Some things just never change.
H
e had been watching her for many days now. Had followed her all the way from Lawton, Arizona. She’d gone missing from her home, but he’d found her at the bus depot there, counting the money she’d kept hidden in her dresser drawer, holding it close to her budding chest, eyes darting, hoping no one was paying much attention to her.
But he was.
And all the time he had watched her, from Arizona to California, he had been second-guessing himself, wondering if his instincts were wrong.
They’d certainly been wrong before. Many times, in fact.
There was the exchange student in eastern France. The painter in Hammersmith. The humanitarian in Macedonia. The missionary in northern Thailand . . .
He had searched the globe, year after year, and thought he’d heard her song. But what he’d really heard was his own wishful thinking. Nothing more. And he had begun to wonder if it was all a lie. A cruel deception, perpetrated by a father who no longer cared.
But this one was different.
This one gave him hope.
The kind of hope he had almost forgotten about. The kind of hope he’d felt in the long ago days, when he’d first made the decision to stop the killing, the debauchery, the self-serving narcissism that drove so many of his kind.
Maybe he was crazy, but it seemed that the circumstances were finally right for once. The fourth moon would soon be here, and he could hear the girl’s soul calling out to him, so much stronger than any of the others.
And he knew that she was different.
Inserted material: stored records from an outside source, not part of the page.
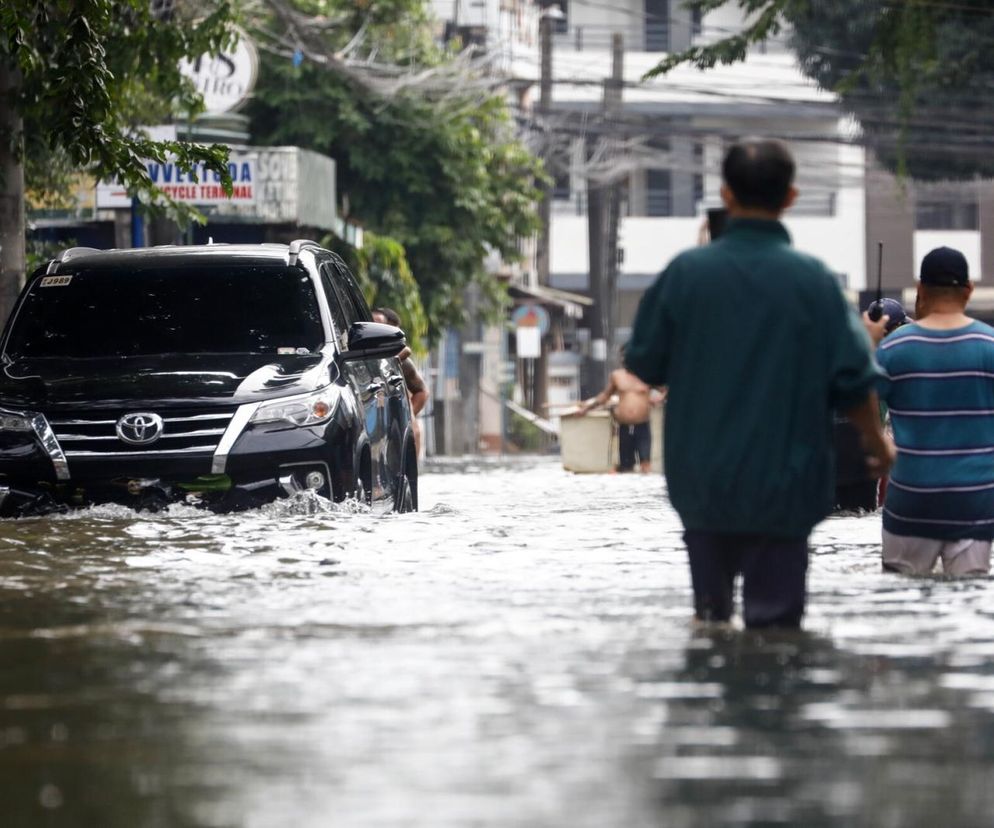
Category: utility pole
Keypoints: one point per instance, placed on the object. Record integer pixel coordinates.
(540, 382)
(612, 106)
(603, 217)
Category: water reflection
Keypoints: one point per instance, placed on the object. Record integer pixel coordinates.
(518, 653)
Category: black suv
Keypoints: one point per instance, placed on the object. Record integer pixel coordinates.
(227, 375)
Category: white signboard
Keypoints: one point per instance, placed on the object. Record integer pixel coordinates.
(225, 80)
(201, 187)
(529, 344)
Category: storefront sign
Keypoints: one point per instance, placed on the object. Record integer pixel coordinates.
(531, 316)
(225, 80)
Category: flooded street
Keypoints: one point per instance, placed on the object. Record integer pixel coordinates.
(519, 653)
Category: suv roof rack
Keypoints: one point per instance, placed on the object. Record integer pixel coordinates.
(69, 253)
(296, 246)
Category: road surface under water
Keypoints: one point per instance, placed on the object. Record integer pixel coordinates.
(519, 653)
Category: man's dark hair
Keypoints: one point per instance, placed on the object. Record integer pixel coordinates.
(390, 315)
(760, 172)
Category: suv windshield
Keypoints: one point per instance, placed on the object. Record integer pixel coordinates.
(221, 309)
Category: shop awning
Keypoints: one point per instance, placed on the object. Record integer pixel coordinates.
(571, 304)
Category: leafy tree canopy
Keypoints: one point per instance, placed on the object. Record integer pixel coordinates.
(91, 70)
(915, 73)
(441, 172)
(386, 280)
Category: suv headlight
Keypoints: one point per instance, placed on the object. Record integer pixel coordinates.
(302, 410)
(15, 421)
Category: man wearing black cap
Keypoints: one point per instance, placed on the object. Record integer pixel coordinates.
(757, 345)
(938, 384)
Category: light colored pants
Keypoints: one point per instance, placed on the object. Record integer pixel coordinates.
(917, 556)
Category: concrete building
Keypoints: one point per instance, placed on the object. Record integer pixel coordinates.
(659, 143)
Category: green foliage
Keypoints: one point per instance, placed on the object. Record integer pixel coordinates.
(912, 72)
(386, 280)
(446, 178)
(91, 69)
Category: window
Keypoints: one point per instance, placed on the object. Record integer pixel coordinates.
(659, 193)
(657, 25)
(947, 214)
(353, 305)
(696, 21)
(699, 175)
(560, 25)
(204, 309)
(334, 304)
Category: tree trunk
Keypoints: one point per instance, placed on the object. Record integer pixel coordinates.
(12, 252)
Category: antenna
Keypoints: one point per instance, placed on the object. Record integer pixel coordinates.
(876, 310)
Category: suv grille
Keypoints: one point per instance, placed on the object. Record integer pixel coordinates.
(93, 434)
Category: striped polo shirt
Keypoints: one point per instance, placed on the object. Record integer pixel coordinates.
(939, 386)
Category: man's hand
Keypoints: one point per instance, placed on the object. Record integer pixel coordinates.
(877, 330)
(879, 446)
(881, 458)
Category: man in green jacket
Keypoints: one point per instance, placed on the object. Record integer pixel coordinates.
(758, 346)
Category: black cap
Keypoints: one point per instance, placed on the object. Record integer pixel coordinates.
(945, 266)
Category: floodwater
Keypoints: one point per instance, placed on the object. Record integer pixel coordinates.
(519, 653)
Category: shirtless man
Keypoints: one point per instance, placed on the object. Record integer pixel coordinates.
(416, 388)
(635, 400)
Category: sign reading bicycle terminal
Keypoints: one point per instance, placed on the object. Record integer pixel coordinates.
(201, 186)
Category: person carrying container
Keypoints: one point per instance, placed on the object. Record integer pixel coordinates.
(757, 345)
(632, 412)
(939, 385)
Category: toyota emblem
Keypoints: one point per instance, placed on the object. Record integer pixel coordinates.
(139, 429)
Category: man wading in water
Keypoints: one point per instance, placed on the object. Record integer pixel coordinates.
(635, 401)
(757, 345)
(937, 382)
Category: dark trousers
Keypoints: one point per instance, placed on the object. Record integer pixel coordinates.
(634, 441)
(774, 572)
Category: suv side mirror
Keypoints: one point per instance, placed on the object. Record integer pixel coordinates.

Special.
A gift from an absentee father.
His message to God.
A
fter wandering up Hollywood Boulevard for several long blocks, her knapsack starting to weigh her down, the girl turned into a small coffeehouse on the corner of Gower, the kind of place that looked as if its prices might be right for her miniscule budget.
He waited as she bought a muffin and a cup of tea. She took a seat near the window, looking back the way she came with small-town eyes, full of trepidation and confusion, clouded faintly by tears. He knew it was really sinking in now, and before long the panic would start, and she’d be ripe for the taking by the first “kind soul” who came along.
She had been much safer back in Lawton. Despite her repugnant stepfather, the world around her had been smaller there, more easily controlled. But try to convince a teenager she’s better off where she is and see how far that gets you. Especially when the aforementioned stepfather starts getting friendly and making comments about her changing body. Doing it while Mom is conveniently at work.
And Mom was always at work.
Stepping into the coffeehouse, he moved toward a table in back, careful not to make direct eye contact with her.
Too early for that. He didn’t want to scare her away.
The girl gave him only a cursory glance as he entered—which was just fine with him. She kept her gaze on the street, sipping her tea, nervously nibbling her muffin, probably wondering if she had enough money to find a place to sleep tonight and still have any left over. There was a free shelter less than a block down Gower, but he doubted she knew about it. The only planning she’d done before getting on that bus was to buy a ticket.
And because he wasn’t quite ready to make contact with her, he knew he’d have to find a way to guide her there.
Which, of course, was the difficult part.
One thing he had learned in all these years of “sobriety,” as he called it, was that people had minds of their own, and getting them to do what he’d like them to do without resorting to treachery—and thereby breaking his code—took a lot of ingenuity. But he also found that if you presented them with the opportunity to make the right decision, they often did.
But as he well knew, it wasn’t the decision itself that mattered. It was the intent behind it that counted.
Pulling the plug on a dying loved one because you want to inherit his estate is vastly different from pulling that plug because you want to end his suffering. You’re either a murderer or a humanitarian, but you can’t be both.
And the former will never get you that ticket to heaven, no matter how things may look to the world at large.